Riforma del processo penale: se il Parlamento non agisce, parli il popolo

Il Consiglio dei ministri ha approvato il testo di riforma del processo penale, che ora passa all’esame del Parlamento. Tra le misure che meritano di essere ricordate, ci sono gli interventi sui presupposti dell’azione penale e sulla fase delle indagini preliminari, nonché sull’introduzione di limitate ipotesi di inappellabilità delle sentenze di primo grado, sull’estensione dell’ambito di applicazione della causa di non punibilità e sull’accesso ai programmi di giustizia riparativa in ogni fase del procedimento. La novità senza dubbio più rilevante è quella della cosiddetta “improcedibilità” del giudizio di impugnazione per superamento dei termini di durata massima del processo, con cui il Governo ha sostanzialmente superato lo stop alla prescrizione dopo la sentenza di primo grado (tanto di assoluzione, quanto di condanna) voluto dal Governo Conte I, archiviando così l’idea del “fine processo mai” e ricostituendo una garanzia del diritto (costituzionalmente rilevante) alla ragionevole durata del procedimento penale.
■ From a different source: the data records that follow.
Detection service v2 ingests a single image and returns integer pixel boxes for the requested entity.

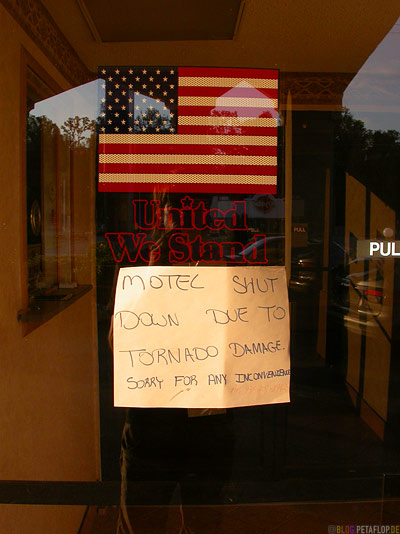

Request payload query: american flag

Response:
[98,67,278,194]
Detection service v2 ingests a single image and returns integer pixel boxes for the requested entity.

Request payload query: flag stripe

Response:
[179,77,278,89]
[179,106,278,120]
[99,135,277,146]
[178,96,278,108]
[99,173,276,186]
[178,86,279,100]
[179,125,276,135]
[99,143,277,156]
[99,153,276,165]
[178,67,279,80]
[178,116,278,128]
[99,162,276,176]
[98,182,276,195]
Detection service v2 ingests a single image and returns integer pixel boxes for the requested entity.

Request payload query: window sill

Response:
[17,284,93,333]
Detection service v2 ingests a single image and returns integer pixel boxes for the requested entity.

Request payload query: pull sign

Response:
[357,243,400,258]
[369,241,400,257]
Il testo presentato dal Governo è l’esito di un processo di mediazione tra le posizioni che la maggioranza parlamentare che lo sostiene esprime sul tema della giustizia penale. Non è questa la sede per esprimere un giudizio complessivo sulla riforma, che certo ha le sue luci e le sue ombre; tuttavia, non è una sorpresa che nemmeno un asse istituzionalmente autorevole e culturalmente attrezzato, come quello rappresentato dal Presidente del Consiglio Mario Draghi e dalla ministra della Giustizia Marta Cartabia sia riuscito a incidere con la giusta decisione sullo stato delle cose. Troppo coriacee sono le resistenze che ostacolano ogni intervento sulla riforma della giustizia: resistenze che, peraltro, non vengono solo dai partiti più schiacciati sulle posizioni giustizialiste, bensì anche (e prioritariamente, come è stato nel caso della “improcedibilità”) da alcuni settori della magistratura, che utilizzano toni lontani da quelli che legittimamente ci si attenderebbe da chi esercita un potere così importante e delicato. 
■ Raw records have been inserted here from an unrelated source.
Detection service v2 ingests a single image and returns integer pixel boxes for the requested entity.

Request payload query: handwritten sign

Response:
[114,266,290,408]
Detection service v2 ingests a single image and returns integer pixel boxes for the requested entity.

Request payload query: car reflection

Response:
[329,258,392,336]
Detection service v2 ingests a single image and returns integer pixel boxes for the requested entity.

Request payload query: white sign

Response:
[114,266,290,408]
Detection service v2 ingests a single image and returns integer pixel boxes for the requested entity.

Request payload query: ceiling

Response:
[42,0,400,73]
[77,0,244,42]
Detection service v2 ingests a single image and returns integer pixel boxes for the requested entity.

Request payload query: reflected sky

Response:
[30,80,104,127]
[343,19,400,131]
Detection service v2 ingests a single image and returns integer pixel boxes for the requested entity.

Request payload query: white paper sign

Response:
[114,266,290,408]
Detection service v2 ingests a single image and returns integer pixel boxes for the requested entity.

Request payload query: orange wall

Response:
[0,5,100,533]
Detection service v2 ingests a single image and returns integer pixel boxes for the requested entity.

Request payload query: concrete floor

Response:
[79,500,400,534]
Si tratta di un copione ormai noto. Lo scivolamento verso tensioni “punitivistiche” dell’ordinamento penale riceve sempre l’entusiastico sostegno dei pubblici ministeri e delle associazioni di categoria dei magistrati, mentre le correzioni costituzionalmente orientate finiscono per essere oggetto di anatemi e catastrofismi che obbligano chi le propone a ripiegare su micro-soluzioni di dettaglio.
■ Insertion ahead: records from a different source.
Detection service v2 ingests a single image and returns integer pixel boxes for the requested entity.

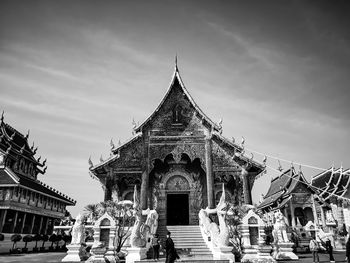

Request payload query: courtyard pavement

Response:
[0,251,345,263]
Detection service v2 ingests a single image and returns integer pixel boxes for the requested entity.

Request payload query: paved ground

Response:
[0,251,345,263]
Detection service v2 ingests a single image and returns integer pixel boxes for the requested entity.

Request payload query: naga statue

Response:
[71,214,84,245]
[130,185,146,247]
[130,186,158,247]
[198,185,230,247]
[272,210,290,243]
Le vicende della riforma Cartabia confermano che due sono le direttive lungo le quali ci si deve muovere. La prima – di lungo periodo – è un riorientamento dei modelli di cultura giudiziaria e di cultura penale “iper-punitivisti” oggi predominanti, come suggerito da Giovanni Fiandaca, anche nell’ottica di una futura affermazione di un paradigma garantista nell’opinione pubblica. La seconda – di breve periodo – è la riforma istituzionale del sistema della magistratura.

A tal proposito, i sei quesiti referendari promossi dal Partito Radicale e dalla Lega costituiscono una occasione preziosa per conseguire, tra le altre cose, la separazione delle carriere tra magistratura inquirente e magistratura giudicante, un passaggio necessario per assicurarsi che il giudice sia “terzo”, tra accusa e difesa, non solo “soggettivamente” ma anche “oggettivamente”. Una tale distinzione aiuterebbe, peraltro, a distinguere – anche a livello di prese di posizioni pubbliche – i pubblici ministeri dai giudici, al fine di evitare che il credito dell’intera magistratura italiana sia ipotecato dai primi.

Se il Parlamento non agisce, è bene che il popolo italiano – nel cui nome la Giustizia viene amministrata – si assuma direttamente la responsabilità dell’azione.